On maximal injective subalgebras

Let $\mathcal{A}_i$ be a type $I$ von Neumann subalgebra in a type $II_1$ factor $\mathcal{M}_i$ with the faithful trace $\tau_i$ such that $\mathcal{A}_i'\cap\mathcal{M}_i\subseteq \mathcal{A}_i$, for $i=1, 2, \cdots$. Moreover, suppose $\mathcal{A}_i$ has the asymptotically orthogonal property in $\mathcal{M}_i$ after tensoring the finite von Neumann algebra $\otimes_{j\ne i}\mathcal{M}_j$, for all $i=1,2,\cdots$. Then we show that $\otimes_{i=1}^\infty\mathcal{A}_i$ is maximal injective in the infinite tensor product von Neumann algebra $\otimes_{i=1}^\infty\M_i$. As a consequence, we get the following result.
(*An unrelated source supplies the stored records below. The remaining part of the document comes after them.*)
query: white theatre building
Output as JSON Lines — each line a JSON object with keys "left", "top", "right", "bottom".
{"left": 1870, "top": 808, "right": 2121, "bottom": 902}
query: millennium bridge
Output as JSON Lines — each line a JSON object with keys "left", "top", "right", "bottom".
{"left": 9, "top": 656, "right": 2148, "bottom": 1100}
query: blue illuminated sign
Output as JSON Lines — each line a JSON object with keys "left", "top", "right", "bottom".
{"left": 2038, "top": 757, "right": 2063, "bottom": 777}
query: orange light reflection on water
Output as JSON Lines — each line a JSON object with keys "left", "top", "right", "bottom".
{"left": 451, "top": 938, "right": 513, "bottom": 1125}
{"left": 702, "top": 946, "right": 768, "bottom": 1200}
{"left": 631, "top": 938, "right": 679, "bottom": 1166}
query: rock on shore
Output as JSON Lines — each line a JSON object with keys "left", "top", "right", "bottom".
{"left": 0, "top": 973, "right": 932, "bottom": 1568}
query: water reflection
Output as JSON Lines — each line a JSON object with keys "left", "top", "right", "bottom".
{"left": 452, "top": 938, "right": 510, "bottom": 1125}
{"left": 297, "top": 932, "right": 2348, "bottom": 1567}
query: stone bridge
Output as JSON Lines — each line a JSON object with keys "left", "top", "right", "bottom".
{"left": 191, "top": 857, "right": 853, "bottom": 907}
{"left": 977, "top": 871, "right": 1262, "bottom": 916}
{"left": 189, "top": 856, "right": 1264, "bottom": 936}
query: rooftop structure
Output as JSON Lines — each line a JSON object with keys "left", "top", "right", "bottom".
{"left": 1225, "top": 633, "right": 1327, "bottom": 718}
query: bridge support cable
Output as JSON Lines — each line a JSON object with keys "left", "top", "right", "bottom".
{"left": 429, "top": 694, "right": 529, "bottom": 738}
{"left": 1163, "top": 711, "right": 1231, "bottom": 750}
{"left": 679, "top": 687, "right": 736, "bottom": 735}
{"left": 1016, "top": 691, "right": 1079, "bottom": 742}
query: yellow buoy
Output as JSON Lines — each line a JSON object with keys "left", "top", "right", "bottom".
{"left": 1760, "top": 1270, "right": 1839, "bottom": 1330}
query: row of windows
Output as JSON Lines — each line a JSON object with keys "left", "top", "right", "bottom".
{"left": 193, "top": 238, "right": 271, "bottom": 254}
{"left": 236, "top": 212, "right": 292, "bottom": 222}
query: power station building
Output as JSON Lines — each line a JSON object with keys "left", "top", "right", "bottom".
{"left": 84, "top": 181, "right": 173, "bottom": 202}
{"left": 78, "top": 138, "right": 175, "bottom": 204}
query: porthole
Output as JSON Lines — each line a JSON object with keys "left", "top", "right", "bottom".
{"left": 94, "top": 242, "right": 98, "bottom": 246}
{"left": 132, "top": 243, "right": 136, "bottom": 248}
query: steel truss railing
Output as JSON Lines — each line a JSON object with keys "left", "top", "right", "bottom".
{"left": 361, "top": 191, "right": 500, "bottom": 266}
Let $\{\mathbb{F}_{n_i};i=1,2, \cdots\}$ be a sequence of free groups with $n_i$ ($>1$) generators. Let $\mathcal{A}_i$ be the masa of group von Neumann algebra $\mathcal{L}_{\mathbb{F}_{n_i}}$ generated by a generator of $\mathbb{F}_{n_i}$ or by the sum of all generators and their inverses of the group. Then $\otimes_{i=1}^\infty\mathcal{A}_i$ is maximal injective in the infinite tensor product von Neumann algebra $\otimes_{i=1}^\infty\mathcal{L}_{\mathbb{F}_{n_i}}$.